Force majeure at OVL, BPCL’s Mozambique LNG project

By: |
April 27, 2021 5:04 PM

Force majeure is a provision that allows parties to suspend or end contracts because of events that are beyond their control, such as wars or natural disasters.

The project, which is targeting an output of 12.9 million tonnes a year of LNG, was to produce its first gas in 2024. (Representational image)

The $20 billion liquefied natural gas project in Mozambique, where Indian firms hold a 30 per cent stake, has been suspended indefinitely after an escalation of violence in the area, according to a regulatory filing.

French energy giant Total SE, which is the project lead, declared force majeure on its LNG development in Mozambique, mothballing the investment, Bharat Petroleum Corporation Ltd (BPCL) said in a stock exchange filing Tuesday.

“Considering the evolution of the security situation in the north of the Cabo Delgado province in Mozambique, the Area 1 Operator, Total E&P Mozambique Area 1 Limitada, informed the withdrawal of all Mozambique LNG project personnel from the Afungi site. This situation leads Total E&P Mozambique Area 1 Limitada, as operator of Mozambique LNG project, to declare force majeure,” it said.

BPRL Ventures Mozambique BV, an overseas subsidiary of Bharat PetroResources Ltd (BPRL) that is a wholly-owned subsidiary of BPCL, holds 10 per cent participating interest (PI) in the Area 1 concession. ONGC Videsh Ltd has 16 per cent interest and Oil India Ltd another 4 per cent.

Total E&P Mozambique Area 1 Limitada, a wholly-owned subsidiary of Total SE, operates Mozambique LNG with a 26.5 per cent participation.

Force majeure is a provision that allows parties to suspend or end contracts because of events that are beyond their control, such as wars or natural disasters.

The French energy major said it had activated the contractual get-out “considering the evolution of the security situation” in Mozambique’s northernmost Cabo Delgado region.

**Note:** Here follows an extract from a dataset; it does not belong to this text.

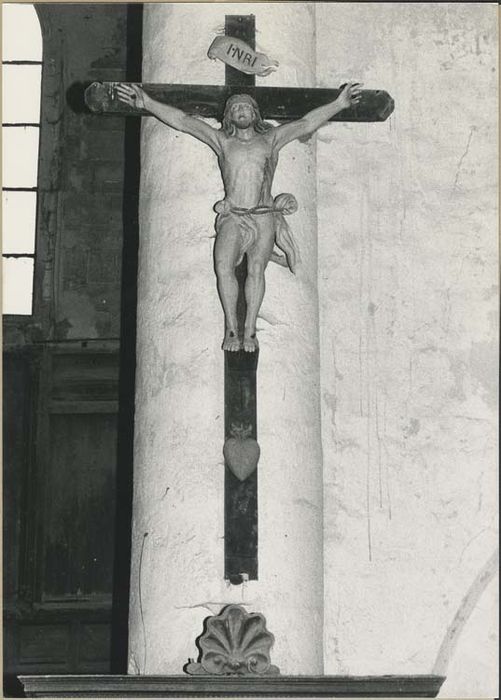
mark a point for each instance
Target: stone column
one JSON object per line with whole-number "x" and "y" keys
{"x": 178, "y": 523}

Dozens of civilians, including foreign workers, were killed in the Islamic State-linked attacks in the coastal Mozambique town of Palma, prompting Total to withdraw all staff from the nearby project on the Afungi peninsula.

The attack came just as Total was resuming work on the project last month after it was stalled since January because of security threats.

The fresh violence leads to Total declaring force majeure.

Before the Palma attack, the Total-led consortium had signed up to almost $15 billion in loans attached to the LNG project. After the force majeure, the debt drawdown will be temporarily paused.

The project, which is targeting an output of 12.9 million tonnes a year of LNG, was to produce its first gas in 2024.

ENH Rovuma Area Um, S A has 15 per cent interest in the project and Mitsui E&P Mozambique Area 1 Limited the remaining 20 per cent.